Integrative Experiments Identify How Punishment Impacts Welfare in Public Goods Games
- URL: http://arxiv.org/abs/2508.17151v1
- Date: Sat, 23 Aug 2025 22:07:27 GMT
- Title: Integrative Experiments Identify How Punishment Impacts Welfare in Public Goods Games
- Authors: Mohammed Alsobay, David G. Rand, Duncan J. Watts, Abdullah Almaatouq,
- Abstract summary: We study how punishment's impact varies across cooperative settings through a large-scale integrative experiment.<n>We develop models that outperformed human forecasters in predicting punishment outcomes in new experiments.<n>Our results refocus the debate over punishment from whether or not it "works" to the specific conditions under which it does and does not work.

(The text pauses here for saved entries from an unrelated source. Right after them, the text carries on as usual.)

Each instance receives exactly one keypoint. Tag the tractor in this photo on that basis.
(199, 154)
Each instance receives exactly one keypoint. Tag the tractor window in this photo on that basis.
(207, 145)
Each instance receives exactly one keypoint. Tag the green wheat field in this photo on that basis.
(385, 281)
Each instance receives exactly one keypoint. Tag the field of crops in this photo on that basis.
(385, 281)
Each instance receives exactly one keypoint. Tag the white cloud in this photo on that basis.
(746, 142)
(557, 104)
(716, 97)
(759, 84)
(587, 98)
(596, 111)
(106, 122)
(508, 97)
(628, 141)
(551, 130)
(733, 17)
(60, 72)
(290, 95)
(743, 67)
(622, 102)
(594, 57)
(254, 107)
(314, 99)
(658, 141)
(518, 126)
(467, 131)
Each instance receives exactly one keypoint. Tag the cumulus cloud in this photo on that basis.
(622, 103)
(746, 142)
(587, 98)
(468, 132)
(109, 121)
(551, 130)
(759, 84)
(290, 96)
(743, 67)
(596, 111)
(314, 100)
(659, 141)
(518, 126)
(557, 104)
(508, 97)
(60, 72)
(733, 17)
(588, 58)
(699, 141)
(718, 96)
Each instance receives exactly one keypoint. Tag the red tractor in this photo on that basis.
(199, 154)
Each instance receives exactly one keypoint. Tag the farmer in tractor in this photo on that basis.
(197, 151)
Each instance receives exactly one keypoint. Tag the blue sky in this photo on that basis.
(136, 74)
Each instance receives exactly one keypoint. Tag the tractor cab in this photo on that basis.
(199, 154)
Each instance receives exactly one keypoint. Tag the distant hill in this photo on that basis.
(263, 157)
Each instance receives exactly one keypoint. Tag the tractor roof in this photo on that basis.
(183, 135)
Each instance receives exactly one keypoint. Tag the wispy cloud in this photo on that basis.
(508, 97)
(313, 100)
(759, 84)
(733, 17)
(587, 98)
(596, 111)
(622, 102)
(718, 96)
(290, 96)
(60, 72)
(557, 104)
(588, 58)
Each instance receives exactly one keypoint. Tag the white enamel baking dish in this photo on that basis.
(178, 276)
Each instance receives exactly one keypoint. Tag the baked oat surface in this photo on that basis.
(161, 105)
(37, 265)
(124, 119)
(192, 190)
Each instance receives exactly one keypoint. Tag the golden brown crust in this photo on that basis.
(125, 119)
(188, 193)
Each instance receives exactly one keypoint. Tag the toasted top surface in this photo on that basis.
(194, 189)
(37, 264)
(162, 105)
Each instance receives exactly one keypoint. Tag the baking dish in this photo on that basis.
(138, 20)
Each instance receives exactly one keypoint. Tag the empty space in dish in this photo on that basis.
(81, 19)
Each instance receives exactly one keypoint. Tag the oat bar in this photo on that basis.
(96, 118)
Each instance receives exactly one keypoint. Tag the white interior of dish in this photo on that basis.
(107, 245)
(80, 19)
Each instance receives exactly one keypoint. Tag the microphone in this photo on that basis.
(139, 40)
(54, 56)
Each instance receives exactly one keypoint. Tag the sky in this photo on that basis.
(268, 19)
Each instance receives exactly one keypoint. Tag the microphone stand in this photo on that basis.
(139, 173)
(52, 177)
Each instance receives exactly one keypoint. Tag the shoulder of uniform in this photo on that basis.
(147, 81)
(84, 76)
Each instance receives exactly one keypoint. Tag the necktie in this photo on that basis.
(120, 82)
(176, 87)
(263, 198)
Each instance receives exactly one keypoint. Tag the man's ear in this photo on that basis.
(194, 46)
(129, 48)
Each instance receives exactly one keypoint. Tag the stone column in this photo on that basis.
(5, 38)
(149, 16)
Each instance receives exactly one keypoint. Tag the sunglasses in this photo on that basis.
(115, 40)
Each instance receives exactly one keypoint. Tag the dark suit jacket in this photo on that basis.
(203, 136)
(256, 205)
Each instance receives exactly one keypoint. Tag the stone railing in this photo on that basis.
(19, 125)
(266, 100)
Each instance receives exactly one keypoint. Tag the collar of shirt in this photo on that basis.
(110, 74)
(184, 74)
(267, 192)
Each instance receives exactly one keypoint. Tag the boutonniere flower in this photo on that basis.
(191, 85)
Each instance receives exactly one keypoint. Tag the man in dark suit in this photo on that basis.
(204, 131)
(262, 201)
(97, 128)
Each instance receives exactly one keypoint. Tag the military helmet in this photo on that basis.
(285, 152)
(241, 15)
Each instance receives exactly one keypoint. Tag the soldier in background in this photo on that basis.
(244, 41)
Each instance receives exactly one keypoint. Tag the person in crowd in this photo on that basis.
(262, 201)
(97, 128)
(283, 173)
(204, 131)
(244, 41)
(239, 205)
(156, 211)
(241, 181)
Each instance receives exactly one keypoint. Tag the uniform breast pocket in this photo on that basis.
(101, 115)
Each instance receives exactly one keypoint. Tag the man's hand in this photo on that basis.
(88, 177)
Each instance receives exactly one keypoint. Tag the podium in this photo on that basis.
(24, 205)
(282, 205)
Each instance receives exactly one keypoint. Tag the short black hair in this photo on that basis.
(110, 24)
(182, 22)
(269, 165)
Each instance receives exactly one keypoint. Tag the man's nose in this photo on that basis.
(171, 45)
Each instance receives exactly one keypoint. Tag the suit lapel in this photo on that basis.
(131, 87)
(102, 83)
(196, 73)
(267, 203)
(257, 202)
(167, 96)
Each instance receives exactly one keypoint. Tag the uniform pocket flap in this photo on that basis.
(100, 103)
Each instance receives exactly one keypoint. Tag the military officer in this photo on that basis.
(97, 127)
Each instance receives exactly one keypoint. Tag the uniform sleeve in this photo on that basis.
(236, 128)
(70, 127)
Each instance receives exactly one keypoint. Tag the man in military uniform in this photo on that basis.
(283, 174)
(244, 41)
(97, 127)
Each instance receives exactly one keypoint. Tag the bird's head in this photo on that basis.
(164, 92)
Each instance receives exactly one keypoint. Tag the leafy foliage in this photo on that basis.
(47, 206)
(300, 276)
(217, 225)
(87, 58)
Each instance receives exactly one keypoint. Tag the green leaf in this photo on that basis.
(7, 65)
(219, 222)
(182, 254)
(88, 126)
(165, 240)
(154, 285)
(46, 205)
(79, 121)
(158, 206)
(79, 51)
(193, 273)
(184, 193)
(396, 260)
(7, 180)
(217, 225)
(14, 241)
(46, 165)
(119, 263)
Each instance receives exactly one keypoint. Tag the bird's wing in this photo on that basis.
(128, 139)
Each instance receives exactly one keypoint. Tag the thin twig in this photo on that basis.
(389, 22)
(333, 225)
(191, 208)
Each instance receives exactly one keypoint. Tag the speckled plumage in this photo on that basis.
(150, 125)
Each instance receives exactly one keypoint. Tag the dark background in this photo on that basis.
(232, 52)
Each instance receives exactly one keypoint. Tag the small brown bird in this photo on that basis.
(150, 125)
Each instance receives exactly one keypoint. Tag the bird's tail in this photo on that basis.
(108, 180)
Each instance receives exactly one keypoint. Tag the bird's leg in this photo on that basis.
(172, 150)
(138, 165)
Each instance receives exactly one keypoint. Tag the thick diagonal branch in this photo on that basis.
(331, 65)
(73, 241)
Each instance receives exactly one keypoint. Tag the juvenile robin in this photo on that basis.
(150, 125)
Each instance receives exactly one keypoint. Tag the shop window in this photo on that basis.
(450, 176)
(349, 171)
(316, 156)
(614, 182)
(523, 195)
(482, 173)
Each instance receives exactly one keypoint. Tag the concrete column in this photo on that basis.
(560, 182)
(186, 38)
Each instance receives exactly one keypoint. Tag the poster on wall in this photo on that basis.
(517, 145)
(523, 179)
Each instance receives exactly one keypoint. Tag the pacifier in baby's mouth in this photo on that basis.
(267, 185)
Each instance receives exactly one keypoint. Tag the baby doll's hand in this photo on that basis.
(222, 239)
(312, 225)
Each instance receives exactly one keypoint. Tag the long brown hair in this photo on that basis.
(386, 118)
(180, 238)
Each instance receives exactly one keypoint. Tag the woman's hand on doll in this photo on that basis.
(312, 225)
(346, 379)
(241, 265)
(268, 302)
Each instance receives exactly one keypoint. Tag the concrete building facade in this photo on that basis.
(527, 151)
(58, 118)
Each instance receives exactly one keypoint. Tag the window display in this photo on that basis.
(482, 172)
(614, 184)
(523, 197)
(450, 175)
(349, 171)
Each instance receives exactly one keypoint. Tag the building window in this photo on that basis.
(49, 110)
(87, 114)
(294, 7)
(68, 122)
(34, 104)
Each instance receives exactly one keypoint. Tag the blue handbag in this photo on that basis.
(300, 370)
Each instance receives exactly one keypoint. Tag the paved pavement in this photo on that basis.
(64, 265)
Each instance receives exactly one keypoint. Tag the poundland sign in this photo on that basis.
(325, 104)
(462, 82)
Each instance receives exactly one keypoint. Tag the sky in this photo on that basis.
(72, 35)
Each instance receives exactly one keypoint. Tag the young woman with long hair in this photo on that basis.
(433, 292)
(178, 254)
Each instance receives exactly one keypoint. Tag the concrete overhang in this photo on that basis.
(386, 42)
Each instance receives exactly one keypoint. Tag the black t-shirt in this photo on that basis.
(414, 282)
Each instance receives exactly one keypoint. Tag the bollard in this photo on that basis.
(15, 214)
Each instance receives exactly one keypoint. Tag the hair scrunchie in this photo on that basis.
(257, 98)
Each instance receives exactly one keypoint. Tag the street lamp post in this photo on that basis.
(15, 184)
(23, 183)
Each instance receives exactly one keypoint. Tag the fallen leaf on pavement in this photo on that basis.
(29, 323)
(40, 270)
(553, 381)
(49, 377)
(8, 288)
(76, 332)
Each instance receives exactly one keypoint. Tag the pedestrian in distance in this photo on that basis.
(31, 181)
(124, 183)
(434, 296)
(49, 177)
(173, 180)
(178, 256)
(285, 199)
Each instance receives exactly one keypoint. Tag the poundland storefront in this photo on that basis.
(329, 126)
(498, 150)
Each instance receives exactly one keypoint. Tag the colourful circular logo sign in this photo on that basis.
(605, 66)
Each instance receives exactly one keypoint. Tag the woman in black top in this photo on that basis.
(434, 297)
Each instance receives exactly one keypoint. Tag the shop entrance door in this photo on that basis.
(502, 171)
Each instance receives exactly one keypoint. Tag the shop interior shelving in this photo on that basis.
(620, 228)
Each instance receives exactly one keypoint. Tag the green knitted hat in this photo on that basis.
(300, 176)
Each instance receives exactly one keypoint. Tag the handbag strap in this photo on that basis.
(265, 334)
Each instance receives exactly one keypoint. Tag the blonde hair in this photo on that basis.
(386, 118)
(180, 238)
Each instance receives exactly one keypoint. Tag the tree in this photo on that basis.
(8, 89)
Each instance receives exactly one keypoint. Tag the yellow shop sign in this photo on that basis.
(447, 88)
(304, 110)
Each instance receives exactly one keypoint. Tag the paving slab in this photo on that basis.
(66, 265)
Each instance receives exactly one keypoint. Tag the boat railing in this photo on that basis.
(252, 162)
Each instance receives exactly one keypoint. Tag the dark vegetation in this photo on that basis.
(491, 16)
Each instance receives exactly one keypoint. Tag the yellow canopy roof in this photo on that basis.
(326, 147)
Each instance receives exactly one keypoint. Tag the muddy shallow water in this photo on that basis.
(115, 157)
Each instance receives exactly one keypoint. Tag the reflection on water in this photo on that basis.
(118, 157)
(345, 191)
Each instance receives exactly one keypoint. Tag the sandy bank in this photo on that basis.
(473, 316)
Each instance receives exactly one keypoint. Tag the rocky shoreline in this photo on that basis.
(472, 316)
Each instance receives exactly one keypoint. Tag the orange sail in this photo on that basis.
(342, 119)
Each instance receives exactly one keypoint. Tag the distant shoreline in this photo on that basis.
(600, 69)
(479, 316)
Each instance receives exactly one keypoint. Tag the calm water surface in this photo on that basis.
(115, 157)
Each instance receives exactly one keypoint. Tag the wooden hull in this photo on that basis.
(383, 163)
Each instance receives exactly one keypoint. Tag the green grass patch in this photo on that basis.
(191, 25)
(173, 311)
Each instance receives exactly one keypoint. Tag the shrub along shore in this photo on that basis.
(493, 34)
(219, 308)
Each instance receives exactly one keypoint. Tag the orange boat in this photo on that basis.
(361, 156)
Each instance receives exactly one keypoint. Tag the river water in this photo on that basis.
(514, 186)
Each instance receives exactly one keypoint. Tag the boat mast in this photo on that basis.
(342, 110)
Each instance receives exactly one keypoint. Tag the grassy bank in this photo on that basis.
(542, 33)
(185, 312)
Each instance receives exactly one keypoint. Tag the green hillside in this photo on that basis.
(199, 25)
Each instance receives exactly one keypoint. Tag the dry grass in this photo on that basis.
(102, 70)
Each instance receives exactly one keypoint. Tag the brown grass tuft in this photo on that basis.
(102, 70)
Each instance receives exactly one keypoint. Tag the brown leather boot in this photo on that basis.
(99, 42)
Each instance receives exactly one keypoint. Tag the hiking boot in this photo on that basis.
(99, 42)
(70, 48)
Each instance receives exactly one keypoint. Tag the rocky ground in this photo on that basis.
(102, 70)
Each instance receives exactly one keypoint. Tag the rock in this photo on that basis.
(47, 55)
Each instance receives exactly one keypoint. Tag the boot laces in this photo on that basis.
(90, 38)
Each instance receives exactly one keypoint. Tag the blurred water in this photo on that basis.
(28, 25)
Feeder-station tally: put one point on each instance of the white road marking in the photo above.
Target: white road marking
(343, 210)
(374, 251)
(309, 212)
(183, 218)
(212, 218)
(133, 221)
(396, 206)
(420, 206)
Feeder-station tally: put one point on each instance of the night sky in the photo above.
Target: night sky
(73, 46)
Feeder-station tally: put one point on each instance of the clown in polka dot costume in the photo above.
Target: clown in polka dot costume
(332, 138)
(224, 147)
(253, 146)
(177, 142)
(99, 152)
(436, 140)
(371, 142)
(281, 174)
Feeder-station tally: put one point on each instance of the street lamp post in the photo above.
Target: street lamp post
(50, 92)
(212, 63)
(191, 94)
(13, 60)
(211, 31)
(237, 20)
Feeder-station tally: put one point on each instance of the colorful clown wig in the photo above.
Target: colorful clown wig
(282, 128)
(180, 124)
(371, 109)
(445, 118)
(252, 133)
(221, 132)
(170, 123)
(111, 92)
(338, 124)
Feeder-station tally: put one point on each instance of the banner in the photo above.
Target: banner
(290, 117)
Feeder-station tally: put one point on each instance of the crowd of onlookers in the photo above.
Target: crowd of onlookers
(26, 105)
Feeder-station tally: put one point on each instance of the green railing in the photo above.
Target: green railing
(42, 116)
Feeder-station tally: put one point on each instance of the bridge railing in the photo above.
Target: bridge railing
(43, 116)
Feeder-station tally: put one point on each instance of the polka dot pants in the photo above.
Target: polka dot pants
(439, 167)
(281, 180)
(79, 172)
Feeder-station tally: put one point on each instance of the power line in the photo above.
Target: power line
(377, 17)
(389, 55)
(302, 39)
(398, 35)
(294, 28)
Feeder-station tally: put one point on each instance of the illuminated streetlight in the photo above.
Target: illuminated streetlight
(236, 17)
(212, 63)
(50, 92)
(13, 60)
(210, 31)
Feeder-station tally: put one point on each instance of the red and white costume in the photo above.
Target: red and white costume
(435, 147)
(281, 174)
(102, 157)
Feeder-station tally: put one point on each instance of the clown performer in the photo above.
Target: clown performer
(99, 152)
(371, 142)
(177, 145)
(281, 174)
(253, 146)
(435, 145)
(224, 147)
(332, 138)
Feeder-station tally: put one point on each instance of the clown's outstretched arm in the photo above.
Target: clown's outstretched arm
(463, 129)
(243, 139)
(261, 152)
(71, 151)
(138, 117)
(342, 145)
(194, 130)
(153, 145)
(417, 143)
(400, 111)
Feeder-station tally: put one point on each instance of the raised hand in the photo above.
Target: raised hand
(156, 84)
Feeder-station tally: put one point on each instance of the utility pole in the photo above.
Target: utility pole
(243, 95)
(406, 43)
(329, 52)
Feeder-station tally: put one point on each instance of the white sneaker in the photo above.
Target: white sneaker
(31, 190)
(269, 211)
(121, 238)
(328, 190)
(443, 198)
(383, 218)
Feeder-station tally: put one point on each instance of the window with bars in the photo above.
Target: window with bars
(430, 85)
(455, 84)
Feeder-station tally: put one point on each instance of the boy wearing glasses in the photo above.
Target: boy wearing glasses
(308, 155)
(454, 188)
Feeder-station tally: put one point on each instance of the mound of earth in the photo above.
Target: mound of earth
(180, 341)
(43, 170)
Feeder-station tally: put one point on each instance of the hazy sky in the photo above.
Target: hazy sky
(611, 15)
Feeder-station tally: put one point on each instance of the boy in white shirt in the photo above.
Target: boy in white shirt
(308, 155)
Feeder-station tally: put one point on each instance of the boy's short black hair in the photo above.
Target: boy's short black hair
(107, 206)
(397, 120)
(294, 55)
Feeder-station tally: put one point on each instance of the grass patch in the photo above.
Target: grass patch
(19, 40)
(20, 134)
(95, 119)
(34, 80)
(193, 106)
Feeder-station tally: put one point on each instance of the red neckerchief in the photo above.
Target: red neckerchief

- Score: 2.359185514776351
- License: http://arxiv.org/licenses/nonexclusive-distrib/1.0/
- Abstract: Punishment as a mechanism for promoting cooperation has been studied extensively for more than two decades, but its effectiveness remains a matter of dispute. Here, we examine how punishment's impact varies across cooperative settings through a large-scale integrative experiment. We vary 14 parameters that characterize public goods games, sampling 360 experimental conditions and collecting 147,618 decisions from 7,100 participants. Our results reveal striking heterogeneity in punishment effectiveness: while punishment consistently increases contributions, its impact on payoffs (i.e., efficiency) ranges from dramatically enhancing welfare (up to 43% improvement) to severely undermining it (up to 44% reduction) depending on the cooperative context. To characterize these patterns, we developed models that outperformed human forecasters (laypeople and domain experts) in predicting punishment outcomes in new experiments. Communication emerged as the most predictive feature, followed by contribution framing (opt-out vs. opt-in), contribution type (variable vs. all-or-nothing), game length (number of rounds), peer outcome visibility (whether participants can see others' earnings), and the availability of a reward mechanism. Interestingly, however, most of these features interact to influence punishment effectiveness rather than operating independently. For example, the extent to which longer games increase the effectiveness of punishment depends on whether groups can communicate. Together, our results refocus the debate over punishment from whether or not it "works" to the specific conditions under which it does and does not work. More broadly, our study demonstrates how integrative experiments can be combined with machine learning to uncover generalizable patterns, potentially involving interactions between multiple features, and help generate novel explanations in complex social phenomena.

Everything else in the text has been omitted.